„Tag des Bades“: Richtige Konzept-Entscheidung

 Verfasst am 07.10.2019

Beim diesjährigen „Tag des Bades“ hatten die Betriebe erstmals die Möglichkeit, frei unter zwei eigenständigen Kampagnen zu den Themen „Gesundheit“ und „Farbe“ zu wählen. Wie die Vereinigung Deutsche Sanitärwirtschaft (VDS) in ihrem Rückblick auf die bundesweite Verbraucheraktion auf Basis eigener Recherchen meldet, erzielte das Konzept in der Praxis die gewünschte Wirkung. Bild: Vereinigung Deutsche Sanitärwirtschaft (VDS)

Von der „richtigen und deshalb auch für die Zukunft tragfähigen Entscheidung“ spricht die Vereinigung Deutsche Sanitärwirtschaft (VDS) in ihrem Rückblick auf den bundesweiten „Tag des Bades“. Damit weist die Branchen-Dachorganisation auf die Akzeptanz des neuen Konzeptes hin, für die am 21. September 2019 zum 15. Mal realisierte Verbraucheraktion zwei eigenständige Kampagnen zu entwickeln.
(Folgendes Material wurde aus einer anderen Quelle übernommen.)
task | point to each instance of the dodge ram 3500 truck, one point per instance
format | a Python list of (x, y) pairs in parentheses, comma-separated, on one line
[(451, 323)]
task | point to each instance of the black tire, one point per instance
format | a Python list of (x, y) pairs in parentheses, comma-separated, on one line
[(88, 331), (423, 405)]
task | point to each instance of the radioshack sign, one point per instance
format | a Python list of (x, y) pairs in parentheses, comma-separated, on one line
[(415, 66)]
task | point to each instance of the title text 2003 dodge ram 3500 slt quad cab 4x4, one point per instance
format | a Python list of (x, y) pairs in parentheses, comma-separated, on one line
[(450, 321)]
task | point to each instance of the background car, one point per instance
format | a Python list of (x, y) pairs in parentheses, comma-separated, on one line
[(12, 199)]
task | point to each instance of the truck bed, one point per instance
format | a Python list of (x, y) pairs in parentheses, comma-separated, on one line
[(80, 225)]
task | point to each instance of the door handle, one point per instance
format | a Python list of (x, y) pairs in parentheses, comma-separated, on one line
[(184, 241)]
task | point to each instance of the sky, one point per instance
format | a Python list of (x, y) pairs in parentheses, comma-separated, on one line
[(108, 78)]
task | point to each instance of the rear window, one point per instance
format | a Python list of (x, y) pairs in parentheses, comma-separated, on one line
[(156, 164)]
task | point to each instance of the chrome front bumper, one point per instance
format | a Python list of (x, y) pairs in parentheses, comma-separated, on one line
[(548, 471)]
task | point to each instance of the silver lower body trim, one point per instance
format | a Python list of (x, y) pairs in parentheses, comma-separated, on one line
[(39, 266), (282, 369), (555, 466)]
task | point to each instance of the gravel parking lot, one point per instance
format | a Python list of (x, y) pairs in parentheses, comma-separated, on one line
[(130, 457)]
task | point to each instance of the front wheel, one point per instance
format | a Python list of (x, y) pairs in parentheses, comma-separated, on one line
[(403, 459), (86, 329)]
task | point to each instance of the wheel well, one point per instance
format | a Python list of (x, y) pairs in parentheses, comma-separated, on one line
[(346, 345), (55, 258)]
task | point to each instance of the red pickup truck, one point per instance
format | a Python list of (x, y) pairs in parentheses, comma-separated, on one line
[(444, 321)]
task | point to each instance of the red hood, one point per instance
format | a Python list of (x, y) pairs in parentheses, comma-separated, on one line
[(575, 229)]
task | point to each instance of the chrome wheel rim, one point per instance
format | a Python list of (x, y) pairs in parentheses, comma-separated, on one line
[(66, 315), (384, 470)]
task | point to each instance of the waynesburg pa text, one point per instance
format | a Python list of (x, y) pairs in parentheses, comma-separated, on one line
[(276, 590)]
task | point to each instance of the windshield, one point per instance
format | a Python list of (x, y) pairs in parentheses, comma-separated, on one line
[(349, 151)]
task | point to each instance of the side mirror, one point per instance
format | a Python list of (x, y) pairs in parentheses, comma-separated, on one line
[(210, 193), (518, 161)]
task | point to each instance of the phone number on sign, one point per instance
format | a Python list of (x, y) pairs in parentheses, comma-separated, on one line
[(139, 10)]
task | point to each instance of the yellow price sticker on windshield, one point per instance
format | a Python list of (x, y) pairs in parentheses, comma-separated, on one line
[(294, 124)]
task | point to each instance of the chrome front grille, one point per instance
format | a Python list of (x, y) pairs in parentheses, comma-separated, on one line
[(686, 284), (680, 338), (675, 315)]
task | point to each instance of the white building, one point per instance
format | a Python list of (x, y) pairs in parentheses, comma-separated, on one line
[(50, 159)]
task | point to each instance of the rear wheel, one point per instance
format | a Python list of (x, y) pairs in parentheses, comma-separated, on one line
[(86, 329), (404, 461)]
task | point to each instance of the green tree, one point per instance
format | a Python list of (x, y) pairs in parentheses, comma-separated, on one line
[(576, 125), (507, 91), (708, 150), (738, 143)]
Die dadurch für die mitwirkenden Betriebe geschaffene Möglichkeit, frei unter den Themen „Gesundheit“ und „Farbe“ zu wählen, habe die „gewünschten Effekte“ erzielt. Darauf lassen jedenfalls, betont Geschäftsführer Jens J. Wischmann, die VDS-Recherchen ebenso schließen wie die eingegangenen Bewertungen. Nach vorläufiger Analyse zeichne sich etwa eine „50/50-Aufteilung“ ab. Dazu passe dann letztlich die redaktionelle Ankündigung einer süddeutschen Tageszeitung, die die beiden zentralen Slogans zur Überschrift „Wohlgefühl in bunter Mischung“ kombinierte. Auch dieses Veröffentlichungs-Beispiel beruhe im Übrigen auf der wieder umfassenden nationalen Kommunikations- und Medienarbeit. Ihr breites und professionell verzahntes Spektrum sorgte, wie es heißt, erneut für ein starkes flächendeckendes Echo. Es reiche weit über den „klassischen und natürlich nach wie vor unverzichtbaren Print-Bereich“ hinaus. Die stetig wachsende Online-Präsenz zeige, wie gut die zentrale Bad-Kommunikation ferner auf der digitalen Ebene funktioniere. Der anhaltende Erfolg der Maßnahmen basiert laut Wischmann auf den einzelnen Modulen der systematischen PR-, Internet- und Social Media-Aktivitäten einerseits und ihrer konsequenten Vernetzung andererseits. Die medienübergreifende Integration der Badbotschafterin Franziska van Almsick schlage hier ebenso positiv zu Buche wie die aktuelle Informations-Vielfalt auf den Websites www.gutesbad.de und www.sanitaerwirtschaft.de. Erfreulich sei in dem Kontext die größere Verlinkungs-Bereitschaft innerhalb der Branche. All das fördere die Aufmerksamkeit für den „Tag des Bades“.